The Intergovernmental Panel on Climate Change (IPCC) will release a report on September 27 that scales back the severity of the global warming threat. Emails leaked to the Associated Press show some governments, including the United States, tried to make the IPCC change their report to downplay the slowdown in warming.
Germany called for the reference to the slowdown to be deleted, saying a time span of 10 to 15 years was misleading in the context of climate change, which is measured over decades and centuries.
The U.S. also urged the authors to include the “leading hypothesis” that the reduction in warming is linked to more heat being transferred to the deep ocean.
Belgium objected to using 1998 as a starting year for any statistics. That year was exceptionally warm, so any graph showing global temperatures starting with 1998 looks flat. Using 1999 or 2000 as a starting year would yield a more upward-pointing curve. In fact, every year after 2000 has been warmer than the year 2000.
Hungary worried the report would provide ammunition for skeptics.
In 2007, the IPCC said there would be a three degree Celsius increase, but now they predict only a 1-2.5 degree Celsius increas. Anything less than two degrees could result in no net ecological damage. Many papers have backed up the new IPCC report.
Despite the leaks, President Obama is not backing away from his global warming narrative. His administration is going to push through new regulations to limit carbon pollution from new power plants. Environmental Protection Agency administrator Gina McCarthy claimed these regulations would make the industry grow and linked global warming to health issues.
McCarthy pressed her case by linking global warming to a suite of environmental problems, from severe weather to disease to worsening other types of air pollution.
“We know this is not just about melting glaciers,” McCarthy said. “Climate change – caused by carbon pollution – is one of the most significant public health threats of our time.
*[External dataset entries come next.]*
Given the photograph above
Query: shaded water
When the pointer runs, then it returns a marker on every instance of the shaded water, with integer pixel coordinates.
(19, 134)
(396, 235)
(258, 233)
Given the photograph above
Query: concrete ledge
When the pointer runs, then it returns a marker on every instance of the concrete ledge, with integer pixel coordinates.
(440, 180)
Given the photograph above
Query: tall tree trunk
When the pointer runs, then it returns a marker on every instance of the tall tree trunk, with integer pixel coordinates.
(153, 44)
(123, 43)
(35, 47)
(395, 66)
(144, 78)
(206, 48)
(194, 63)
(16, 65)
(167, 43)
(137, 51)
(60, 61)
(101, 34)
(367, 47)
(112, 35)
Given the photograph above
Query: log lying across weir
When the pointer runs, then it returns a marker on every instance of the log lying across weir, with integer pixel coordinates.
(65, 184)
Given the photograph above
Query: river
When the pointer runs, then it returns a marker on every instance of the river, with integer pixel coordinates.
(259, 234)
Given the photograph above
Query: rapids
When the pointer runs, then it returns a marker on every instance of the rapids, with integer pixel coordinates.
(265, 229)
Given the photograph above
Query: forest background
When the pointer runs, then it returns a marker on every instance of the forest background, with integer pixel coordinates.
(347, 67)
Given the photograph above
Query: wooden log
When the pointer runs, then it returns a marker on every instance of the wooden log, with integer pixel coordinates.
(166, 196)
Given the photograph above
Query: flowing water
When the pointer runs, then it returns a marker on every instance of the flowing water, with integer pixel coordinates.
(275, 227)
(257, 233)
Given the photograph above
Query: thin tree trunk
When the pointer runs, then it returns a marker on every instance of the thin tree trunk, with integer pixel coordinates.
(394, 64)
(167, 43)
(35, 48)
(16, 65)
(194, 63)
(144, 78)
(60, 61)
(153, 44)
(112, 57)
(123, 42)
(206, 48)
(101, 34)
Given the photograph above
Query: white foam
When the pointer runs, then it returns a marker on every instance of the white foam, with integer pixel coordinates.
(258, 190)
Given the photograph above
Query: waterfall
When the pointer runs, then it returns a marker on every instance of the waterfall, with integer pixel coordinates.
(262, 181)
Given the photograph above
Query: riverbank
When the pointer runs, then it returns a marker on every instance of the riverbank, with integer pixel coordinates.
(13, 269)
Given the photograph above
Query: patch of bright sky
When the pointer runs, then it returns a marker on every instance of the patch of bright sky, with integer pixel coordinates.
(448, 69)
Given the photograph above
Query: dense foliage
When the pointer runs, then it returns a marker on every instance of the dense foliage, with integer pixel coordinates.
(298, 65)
That’s why EPA has been called to action.”
The new regulations will only affect new power plants; a plan for old plants will be released next summer. New plants must install new technology to capture the carbon dioxide and bury it in the ground. Most cannot do this because it is too expensive.
Norway’s outgoing government just scrapped a similar plan; cost was a major issue for the country’s factories. Oil and Energy Minister Ola Borten Moe explained, “At both the national and international level, the development of technologies to capture and store CO2 has taken longer, been more difficult and more costly than expected.”